古典古代 英語: classical antiquity
古典古代は、
ヨーロッパ史(西洋史)において古代ギリシャ・ローマ時代を指す名称である。
この時代に生み出された文化・文明が現在の
ヨーロッパ文化の基盤になっていることに由来し、
「古典的」という修飾句を冠することで他の古代(文化・文明)と区別したものである。
古典古代の文化は、
先行して繁栄していた
古代オリエント文明の文化(エジプト文明およびメソポタミア文明)からの大きな影響(文字や鉄器の使用など)を受けて成立し、
地中海世界(特にその北半分)を中心に発展した。
この地域からはアレクサンドロスの帝国およびローマ帝国が台頭し、
オリエント世界をも統合する大帝国を現出した。
言語的側面から見れば、
古典古代文化は古代ギリシャ語およびラテン語による文化であった。
古典古代の終焉は、
古代末期の終了に伴う古代文化の崩壊と中世初頭の開始を以ってとされ、
これ以後の西
ヨーロッパ世界は、
ローマ帝国末期から次第に力を増してきたキリスト教とゲルマン人の文化に支配されることになった(中世の始まり)。
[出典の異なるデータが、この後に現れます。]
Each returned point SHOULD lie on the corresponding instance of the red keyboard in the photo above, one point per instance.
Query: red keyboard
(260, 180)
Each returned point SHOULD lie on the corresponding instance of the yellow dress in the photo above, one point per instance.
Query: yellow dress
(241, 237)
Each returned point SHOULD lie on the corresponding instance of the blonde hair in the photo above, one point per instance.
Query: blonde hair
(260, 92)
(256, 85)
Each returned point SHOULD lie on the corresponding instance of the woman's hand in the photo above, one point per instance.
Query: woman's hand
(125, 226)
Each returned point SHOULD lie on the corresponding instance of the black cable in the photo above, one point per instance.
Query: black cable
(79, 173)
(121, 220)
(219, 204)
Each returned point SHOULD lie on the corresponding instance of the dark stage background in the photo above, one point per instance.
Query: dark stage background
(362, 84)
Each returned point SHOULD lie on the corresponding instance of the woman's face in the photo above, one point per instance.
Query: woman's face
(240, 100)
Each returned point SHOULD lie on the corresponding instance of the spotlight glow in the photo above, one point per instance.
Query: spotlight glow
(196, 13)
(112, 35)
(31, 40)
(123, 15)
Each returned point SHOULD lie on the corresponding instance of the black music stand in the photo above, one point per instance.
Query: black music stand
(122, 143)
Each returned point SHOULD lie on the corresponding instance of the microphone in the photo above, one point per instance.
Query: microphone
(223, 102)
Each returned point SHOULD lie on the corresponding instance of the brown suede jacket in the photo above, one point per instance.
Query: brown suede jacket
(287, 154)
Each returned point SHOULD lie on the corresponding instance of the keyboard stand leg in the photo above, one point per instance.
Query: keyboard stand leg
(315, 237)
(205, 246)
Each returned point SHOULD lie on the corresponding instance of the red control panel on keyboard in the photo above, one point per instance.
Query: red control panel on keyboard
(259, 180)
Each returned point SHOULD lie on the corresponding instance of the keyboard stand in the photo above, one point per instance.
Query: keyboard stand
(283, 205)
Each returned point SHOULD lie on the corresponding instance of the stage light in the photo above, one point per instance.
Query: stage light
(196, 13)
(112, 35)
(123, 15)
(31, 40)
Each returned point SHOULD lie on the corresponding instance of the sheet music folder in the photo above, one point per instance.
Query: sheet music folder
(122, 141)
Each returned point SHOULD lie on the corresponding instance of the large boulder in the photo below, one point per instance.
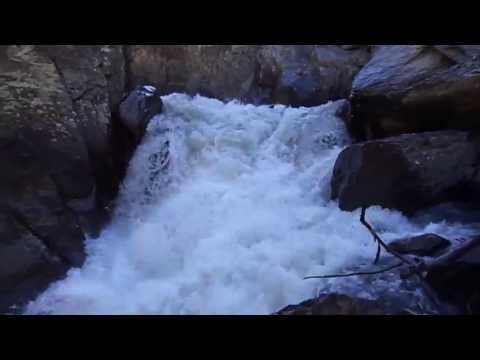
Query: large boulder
(341, 304)
(414, 88)
(456, 281)
(138, 108)
(406, 172)
(295, 75)
(58, 167)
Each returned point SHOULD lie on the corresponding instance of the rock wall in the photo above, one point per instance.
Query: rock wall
(58, 168)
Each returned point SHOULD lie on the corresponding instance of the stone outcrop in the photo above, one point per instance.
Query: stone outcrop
(297, 75)
(407, 172)
(415, 88)
(58, 164)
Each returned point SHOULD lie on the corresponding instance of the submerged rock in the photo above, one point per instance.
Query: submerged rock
(457, 282)
(339, 304)
(138, 108)
(408, 172)
(422, 245)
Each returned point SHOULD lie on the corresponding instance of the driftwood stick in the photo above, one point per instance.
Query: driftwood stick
(355, 273)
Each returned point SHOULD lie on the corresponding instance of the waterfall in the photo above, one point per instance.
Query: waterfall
(224, 210)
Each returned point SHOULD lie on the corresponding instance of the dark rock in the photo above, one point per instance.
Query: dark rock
(58, 169)
(457, 281)
(406, 172)
(422, 245)
(294, 75)
(415, 88)
(143, 103)
(339, 304)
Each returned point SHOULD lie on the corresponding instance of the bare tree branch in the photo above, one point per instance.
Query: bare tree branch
(356, 273)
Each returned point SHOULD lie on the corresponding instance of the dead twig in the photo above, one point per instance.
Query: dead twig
(379, 241)
(355, 273)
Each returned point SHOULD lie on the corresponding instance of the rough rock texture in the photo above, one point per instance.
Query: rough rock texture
(143, 103)
(414, 88)
(130, 122)
(457, 281)
(339, 304)
(407, 172)
(422, 245)
(58, 168)
(288, 74)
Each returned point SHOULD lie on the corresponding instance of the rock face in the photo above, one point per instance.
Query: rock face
(288, 74)
(407, 172)
(339, 304)
(457, 281)
(58, 168)
(415, 88)
(143, 103)
(422, 245)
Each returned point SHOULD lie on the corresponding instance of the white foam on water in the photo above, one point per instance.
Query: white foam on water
(224, 210)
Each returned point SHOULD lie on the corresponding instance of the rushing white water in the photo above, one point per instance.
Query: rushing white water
(224, 210)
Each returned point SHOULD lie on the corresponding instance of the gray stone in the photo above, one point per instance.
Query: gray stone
(414, 88)
(407, 172)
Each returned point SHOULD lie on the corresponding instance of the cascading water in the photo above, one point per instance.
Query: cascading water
(224, 210)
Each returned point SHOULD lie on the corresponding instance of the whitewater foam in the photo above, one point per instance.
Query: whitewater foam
(224, 210)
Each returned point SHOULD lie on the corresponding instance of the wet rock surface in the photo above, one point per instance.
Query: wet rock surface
(422, 245)
(407, 172)
(416, 88)
(297, 75)
(58, 169)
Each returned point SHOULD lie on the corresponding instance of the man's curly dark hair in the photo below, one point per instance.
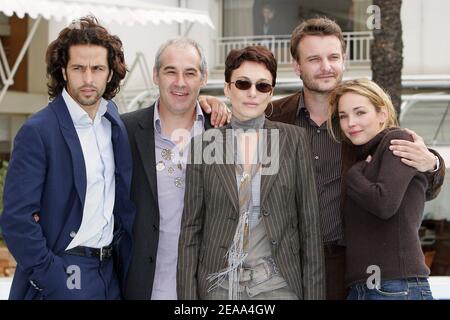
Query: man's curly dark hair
(85, 30)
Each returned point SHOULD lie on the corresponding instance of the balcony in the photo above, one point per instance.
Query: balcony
(358, 48)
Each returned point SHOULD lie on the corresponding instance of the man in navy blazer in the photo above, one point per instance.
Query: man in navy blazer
(67, 216)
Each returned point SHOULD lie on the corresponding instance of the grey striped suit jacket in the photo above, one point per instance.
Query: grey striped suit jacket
(288, 204)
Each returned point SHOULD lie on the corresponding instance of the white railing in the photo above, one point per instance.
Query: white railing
(358, 47)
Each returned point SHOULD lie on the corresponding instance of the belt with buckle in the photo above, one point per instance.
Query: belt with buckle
(103, 253)
(259, 273)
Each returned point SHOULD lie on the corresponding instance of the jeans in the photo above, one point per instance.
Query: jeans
(398, 289)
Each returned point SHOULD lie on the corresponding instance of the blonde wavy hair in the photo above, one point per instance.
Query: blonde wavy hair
(366, 88)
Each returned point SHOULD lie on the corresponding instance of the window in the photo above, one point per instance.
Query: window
(280, 17)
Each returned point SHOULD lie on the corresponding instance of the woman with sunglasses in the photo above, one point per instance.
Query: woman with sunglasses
(383, 198)
(250, 227)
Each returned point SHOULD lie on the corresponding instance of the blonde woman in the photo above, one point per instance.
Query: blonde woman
(383, 199)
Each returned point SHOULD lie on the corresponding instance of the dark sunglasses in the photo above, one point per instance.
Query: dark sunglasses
(260, 86)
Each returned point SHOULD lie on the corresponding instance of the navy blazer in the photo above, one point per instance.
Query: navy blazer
(47, 175)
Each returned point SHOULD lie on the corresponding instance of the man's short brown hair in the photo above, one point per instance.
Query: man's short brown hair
(315, 27)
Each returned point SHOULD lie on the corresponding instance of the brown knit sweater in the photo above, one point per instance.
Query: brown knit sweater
(383, 208)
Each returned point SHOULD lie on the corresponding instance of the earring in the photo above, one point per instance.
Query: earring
(268, 116)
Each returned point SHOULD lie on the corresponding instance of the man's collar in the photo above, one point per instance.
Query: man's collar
(199, 116)
(301, 102)
(79, 116)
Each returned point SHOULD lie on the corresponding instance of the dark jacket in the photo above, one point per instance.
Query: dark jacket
(47, 176)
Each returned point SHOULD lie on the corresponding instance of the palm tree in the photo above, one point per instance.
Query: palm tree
(387, 50)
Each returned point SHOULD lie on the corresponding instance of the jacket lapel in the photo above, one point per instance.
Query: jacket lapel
(267, 180)
(227, 172)
(70, 136)
(145, 141)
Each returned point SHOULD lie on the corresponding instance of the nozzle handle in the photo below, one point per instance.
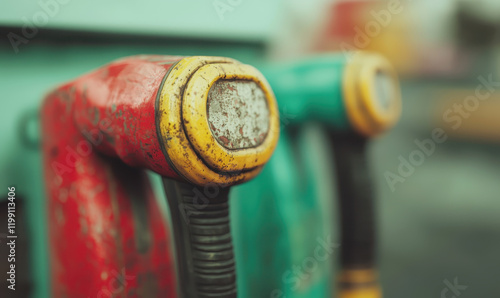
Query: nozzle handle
(203, 242)
(358, 277)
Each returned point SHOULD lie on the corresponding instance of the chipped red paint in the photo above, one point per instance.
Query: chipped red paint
(108, 237)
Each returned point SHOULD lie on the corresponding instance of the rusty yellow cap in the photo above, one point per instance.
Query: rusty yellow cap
(359, 283)
(372, 94)
(218, 119)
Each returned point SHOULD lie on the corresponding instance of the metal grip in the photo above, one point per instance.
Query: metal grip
(358, 277)
(203, 242)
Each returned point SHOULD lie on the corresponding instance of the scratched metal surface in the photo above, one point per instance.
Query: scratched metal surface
(238, 114)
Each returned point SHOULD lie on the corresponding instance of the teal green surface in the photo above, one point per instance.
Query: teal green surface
(311, 89)
(284, 213)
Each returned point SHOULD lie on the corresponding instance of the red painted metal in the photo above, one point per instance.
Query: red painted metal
(108, 237)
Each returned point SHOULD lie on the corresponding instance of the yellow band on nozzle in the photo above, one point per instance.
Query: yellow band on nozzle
(371, 93)
(192, 142)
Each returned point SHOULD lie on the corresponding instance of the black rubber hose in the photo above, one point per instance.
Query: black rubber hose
(203, 242)
(356, 204)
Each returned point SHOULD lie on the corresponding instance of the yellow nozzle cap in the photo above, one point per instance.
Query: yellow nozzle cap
(221, 120)
(372, 94)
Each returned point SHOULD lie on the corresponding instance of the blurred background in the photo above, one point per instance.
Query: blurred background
(439, 221)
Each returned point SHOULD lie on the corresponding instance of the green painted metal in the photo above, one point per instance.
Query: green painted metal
(24, 78)
(287, 212)
(311, 89)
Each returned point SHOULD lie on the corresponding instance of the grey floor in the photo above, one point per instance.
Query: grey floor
(443, 222)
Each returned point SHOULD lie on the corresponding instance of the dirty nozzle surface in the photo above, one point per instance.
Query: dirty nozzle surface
(384, 90)
(238, 114)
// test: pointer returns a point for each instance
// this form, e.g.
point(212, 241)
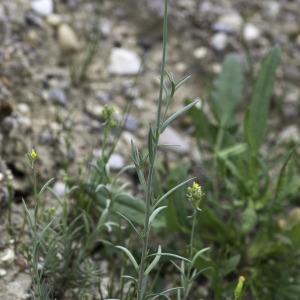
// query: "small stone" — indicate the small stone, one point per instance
point(54, 20)
point(116, 162)
point(58, 95)
point(60, 188)
point(67, 38)
point(42, 7)
point(103, 96)
point(200, 53)
point(124, 62)
point(2, 272)
point(251, 32)
point(8, 257)
point(290, 134)
point(23, 108)
point(178, 143)
point(219, 41)
point(229, 23)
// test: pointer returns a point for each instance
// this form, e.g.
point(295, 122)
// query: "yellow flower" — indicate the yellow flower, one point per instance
point(33, 154)
point(239, 288)
point(195, 194)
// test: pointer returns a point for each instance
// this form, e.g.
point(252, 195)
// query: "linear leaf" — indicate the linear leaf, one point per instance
point(155, 213)
point(154, 262)
point(167, 194)
point(172, 118)
point(130, 256)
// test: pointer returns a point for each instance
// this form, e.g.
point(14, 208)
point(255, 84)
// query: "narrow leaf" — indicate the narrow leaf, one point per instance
point(155, 213)
point(167, 194)
point(172, 118)
point(130, 256)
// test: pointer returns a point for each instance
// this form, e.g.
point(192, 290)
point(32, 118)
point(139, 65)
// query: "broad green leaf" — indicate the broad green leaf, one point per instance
point(257, 114)
point(227, 90)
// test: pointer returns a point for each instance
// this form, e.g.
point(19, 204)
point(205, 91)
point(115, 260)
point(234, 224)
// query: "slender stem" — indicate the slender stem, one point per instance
point(149, 194)
point(216, 151)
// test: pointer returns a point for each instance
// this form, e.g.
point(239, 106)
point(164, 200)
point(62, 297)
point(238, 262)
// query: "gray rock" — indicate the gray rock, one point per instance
point(58, 95)
point(251, 32)
point(290, 134)
point(171, 137)
point(67, 38)
point(219, 41)
point(42, 7)
point(124, 62)
point(131, 123)
point(116, 162)
point(229, 23)
point(156, 7)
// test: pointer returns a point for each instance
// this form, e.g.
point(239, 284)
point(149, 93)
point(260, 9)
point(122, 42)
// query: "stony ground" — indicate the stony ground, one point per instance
point(49, 100)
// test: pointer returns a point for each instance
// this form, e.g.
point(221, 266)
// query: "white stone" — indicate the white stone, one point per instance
point(219, 41)
point(124, 62)
point(229, 22)
point(290, 134)
point(54, 20)
point(251, 32)
point(2, 272)
point(60, 188)
point(67, 38)
point(200, 53)
point(42, 7)
point(177, 143)
point(116, 162)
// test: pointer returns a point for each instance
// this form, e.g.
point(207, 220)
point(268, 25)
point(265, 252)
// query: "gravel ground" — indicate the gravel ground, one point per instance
point(44, 98)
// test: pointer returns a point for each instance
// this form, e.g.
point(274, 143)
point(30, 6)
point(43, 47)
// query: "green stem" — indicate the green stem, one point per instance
point(218, 146)
point(149, 194)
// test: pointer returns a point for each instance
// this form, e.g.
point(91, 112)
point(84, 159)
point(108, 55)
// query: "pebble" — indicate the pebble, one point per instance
point(251, 32)
point(172, 137)
point(124, 62)
point(156, 7)
point(67, 38)
point(116, 162)
point(54, 20)
point(229, 23)
point(58, 95)
point(60, 188)
point(42, 7)
point(131, 123)
point(200, 53)
point(8, 257)
point(290, 134)
point(219, 41)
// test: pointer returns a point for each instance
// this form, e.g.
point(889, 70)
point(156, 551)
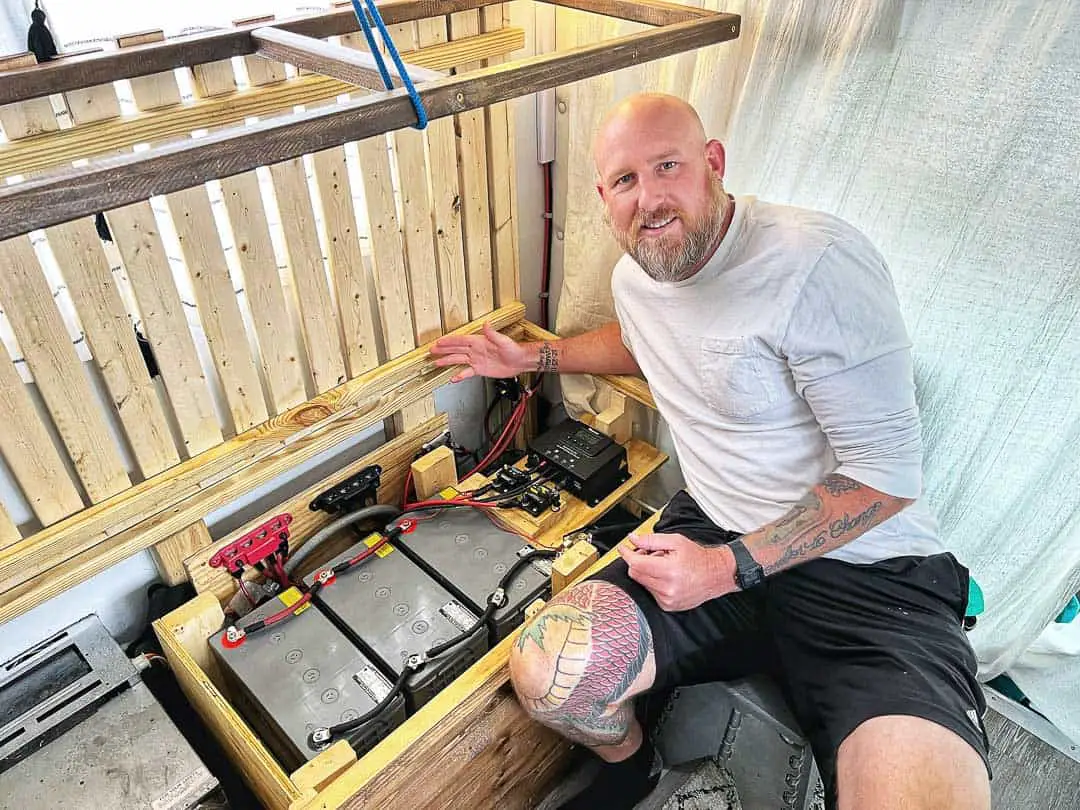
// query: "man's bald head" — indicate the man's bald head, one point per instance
point(644, 113)
point(662, 184)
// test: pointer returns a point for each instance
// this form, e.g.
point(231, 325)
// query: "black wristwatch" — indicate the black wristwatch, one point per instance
point(747, 570)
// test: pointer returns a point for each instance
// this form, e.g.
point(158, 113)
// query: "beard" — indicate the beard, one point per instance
point(671, 258)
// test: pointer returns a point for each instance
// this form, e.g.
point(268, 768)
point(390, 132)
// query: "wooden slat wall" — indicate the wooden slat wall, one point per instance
point(501, 185)
point(472, 165)
point(29, 450)
point(423, 240)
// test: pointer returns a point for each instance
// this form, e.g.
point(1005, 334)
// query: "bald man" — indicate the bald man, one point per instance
point(772, 340)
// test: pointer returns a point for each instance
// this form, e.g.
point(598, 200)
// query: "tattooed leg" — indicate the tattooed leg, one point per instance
point(577, 664)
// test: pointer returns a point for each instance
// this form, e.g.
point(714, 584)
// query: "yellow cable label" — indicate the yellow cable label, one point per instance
point(373, 539)
point(292, 596)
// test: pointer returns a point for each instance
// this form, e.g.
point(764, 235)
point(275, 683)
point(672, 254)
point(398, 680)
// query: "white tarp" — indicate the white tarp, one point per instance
point(948, 133)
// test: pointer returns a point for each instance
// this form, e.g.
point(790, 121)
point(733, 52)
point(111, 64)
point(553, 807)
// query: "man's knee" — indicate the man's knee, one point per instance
point(591, 645)
point(902, 761)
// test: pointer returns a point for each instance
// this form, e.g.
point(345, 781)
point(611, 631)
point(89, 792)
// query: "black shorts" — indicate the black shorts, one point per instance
point(846, 642)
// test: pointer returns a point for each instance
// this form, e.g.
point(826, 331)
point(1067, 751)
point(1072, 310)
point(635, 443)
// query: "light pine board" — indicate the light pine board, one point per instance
point(29, 451)
point(320, 321)
point(135, 231)
point(501, 183)
point(111, 337)
point(46, 346)
point(475, 205)
point(218, 309)
point(9, 532)
point(446, 200)
point(348, 267)
point(266, 296)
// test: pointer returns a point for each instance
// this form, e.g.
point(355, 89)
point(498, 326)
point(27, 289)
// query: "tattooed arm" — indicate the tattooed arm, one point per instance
point(682, 575)
point(832, 514)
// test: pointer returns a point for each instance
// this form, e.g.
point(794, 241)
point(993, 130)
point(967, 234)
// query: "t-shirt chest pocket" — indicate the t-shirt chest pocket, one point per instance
point(738, 381)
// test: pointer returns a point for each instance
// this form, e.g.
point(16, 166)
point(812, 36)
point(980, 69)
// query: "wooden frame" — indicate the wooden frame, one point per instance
point(80, 191)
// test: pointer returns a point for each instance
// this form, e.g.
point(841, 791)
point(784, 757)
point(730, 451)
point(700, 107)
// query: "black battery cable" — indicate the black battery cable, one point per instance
point(321, 738)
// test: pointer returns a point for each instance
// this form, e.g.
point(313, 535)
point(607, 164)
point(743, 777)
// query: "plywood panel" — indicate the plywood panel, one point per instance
point(135, 232)
point(29, 451)
point(111, 337)
point(348, 267)
point(46, 346)
point(475, 206)
point(273, 327)
point(446, 200)
point(217, 306)
point(320, 322)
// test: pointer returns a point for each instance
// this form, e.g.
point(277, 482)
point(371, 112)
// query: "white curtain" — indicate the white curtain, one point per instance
point(948, 133)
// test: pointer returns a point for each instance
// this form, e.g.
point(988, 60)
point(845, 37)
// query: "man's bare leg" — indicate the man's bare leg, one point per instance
point(576, 669)
point(900, 761)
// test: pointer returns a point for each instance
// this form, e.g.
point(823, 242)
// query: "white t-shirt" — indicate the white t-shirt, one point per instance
point(783, 360)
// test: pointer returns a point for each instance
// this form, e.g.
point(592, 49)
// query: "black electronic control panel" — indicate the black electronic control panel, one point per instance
point(588, 463)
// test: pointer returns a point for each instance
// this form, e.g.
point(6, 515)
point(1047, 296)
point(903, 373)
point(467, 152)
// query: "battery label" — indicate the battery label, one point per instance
point(374, 538)
point(457, 616)
point(292, 596)
point(541, 564)
point(373, 683)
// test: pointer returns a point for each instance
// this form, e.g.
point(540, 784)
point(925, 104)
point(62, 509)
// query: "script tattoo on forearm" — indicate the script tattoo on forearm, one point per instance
point(598, 639)
point(829, 515)
point(549, 359)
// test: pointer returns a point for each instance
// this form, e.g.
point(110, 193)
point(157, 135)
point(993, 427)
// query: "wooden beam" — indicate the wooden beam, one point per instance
point(650, 12)
point(635, 388)
point(169, 554)
point(99, 68)
point(59, 148)
point(49, 562)
point(123, 179)
point(343, 64)
point(9, 531)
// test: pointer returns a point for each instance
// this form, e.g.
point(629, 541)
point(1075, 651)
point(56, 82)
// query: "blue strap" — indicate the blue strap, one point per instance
point(421, 115)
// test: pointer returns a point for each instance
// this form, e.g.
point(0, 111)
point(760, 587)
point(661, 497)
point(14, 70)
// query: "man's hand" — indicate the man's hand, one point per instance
point(677, 571)
point(488, 354)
古典古代の文化的遺産は東ローマ(ビザンツ)に継承され、
8世紀以降はアラビア語への翻訳を通じてイスラーム世界に引き継がれた。
ここで
古典古代文化は、
哲学・自然科学の研究の面で独自の発達を遂げ、
十字軍・レコンキスタによる西欧世界との接触・交流の開始により、
再び西欧へと“逆輸入”されることになり、
12世紀ルネサンスや(
14世紀以降の)イタリア・ルネサンスの成立につながった。
この結果、
古典古代文化はキリスト教・ゲルマン人文化に加え、
現代にいたる
ヨーロッパ文化の基盤とみなされるに至っている。